Land cover rasters (raw data) - Selawik National Wildlife Refuge
공공데이터포털
This geodatabase contains three (3) rasters, two (2) of which represent landcover for Selawik National Wildlife Refuge and surrounding areas. The third raster contains plot-based ground characteristics for pixels classified with high confidence. The two landcover rasters contain attribute information for soils, vegetation, and ecotypes; and differ slightly in their classifications because one encompasses a broader geographic area (lc_arcn), and therefore some classes are more generalized than in the other (lc_nokose). The classification of local-scale ecosystems (ecotypes) combines physiography (e.g., riverine, coastal), topography (DEM), geology and vegetation from the landcover spectral database derived from the satellite image processing. These layers are used to model ecotypes in a way that best partitions geomorphic, hydrologic, pedologic, and vegetative characteristics.

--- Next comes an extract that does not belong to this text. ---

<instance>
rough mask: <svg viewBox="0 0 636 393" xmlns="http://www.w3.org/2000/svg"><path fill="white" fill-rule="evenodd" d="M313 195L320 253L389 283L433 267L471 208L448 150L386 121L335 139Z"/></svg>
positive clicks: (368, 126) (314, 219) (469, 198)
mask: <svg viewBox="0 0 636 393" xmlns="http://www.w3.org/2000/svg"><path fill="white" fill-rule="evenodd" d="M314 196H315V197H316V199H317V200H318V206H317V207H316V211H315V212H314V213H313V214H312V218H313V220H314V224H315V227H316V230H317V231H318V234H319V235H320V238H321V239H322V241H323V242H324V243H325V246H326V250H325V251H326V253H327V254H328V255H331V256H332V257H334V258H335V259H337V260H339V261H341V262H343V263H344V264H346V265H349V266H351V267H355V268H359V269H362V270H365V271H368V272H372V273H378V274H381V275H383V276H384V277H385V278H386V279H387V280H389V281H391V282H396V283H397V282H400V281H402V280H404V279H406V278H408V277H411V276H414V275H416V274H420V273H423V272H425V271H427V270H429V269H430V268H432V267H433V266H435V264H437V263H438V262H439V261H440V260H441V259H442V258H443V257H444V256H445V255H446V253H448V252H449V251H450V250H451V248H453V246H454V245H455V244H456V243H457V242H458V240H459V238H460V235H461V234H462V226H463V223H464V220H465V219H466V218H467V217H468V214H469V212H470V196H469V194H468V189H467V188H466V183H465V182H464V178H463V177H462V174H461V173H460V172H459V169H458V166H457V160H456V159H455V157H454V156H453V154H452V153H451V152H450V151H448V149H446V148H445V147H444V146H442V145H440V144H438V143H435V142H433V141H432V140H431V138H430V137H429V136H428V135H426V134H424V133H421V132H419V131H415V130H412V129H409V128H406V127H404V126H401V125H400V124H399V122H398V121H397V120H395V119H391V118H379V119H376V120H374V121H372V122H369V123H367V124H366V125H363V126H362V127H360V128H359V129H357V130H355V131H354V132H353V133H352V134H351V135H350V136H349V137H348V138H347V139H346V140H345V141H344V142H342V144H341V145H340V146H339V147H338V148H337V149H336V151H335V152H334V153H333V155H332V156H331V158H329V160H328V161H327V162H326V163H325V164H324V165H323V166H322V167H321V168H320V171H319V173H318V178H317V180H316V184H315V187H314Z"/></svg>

Map projection: Albers Alaska, NAD 83, meters. ***NOTE*** The lc_nokose raster was used for the landcover classifications in the final report, as it is more specific to Selawik National Wildlife Refuge than the other landcover raster (lc_arcn), which includes some surrounding National Park Service lands and differs slightly in its classifications at the pixel level. PDF maps are provided here for reference to help visualize what the data look like before downloading. Full resolution maps can be viewed in the final report (ServCat #49603).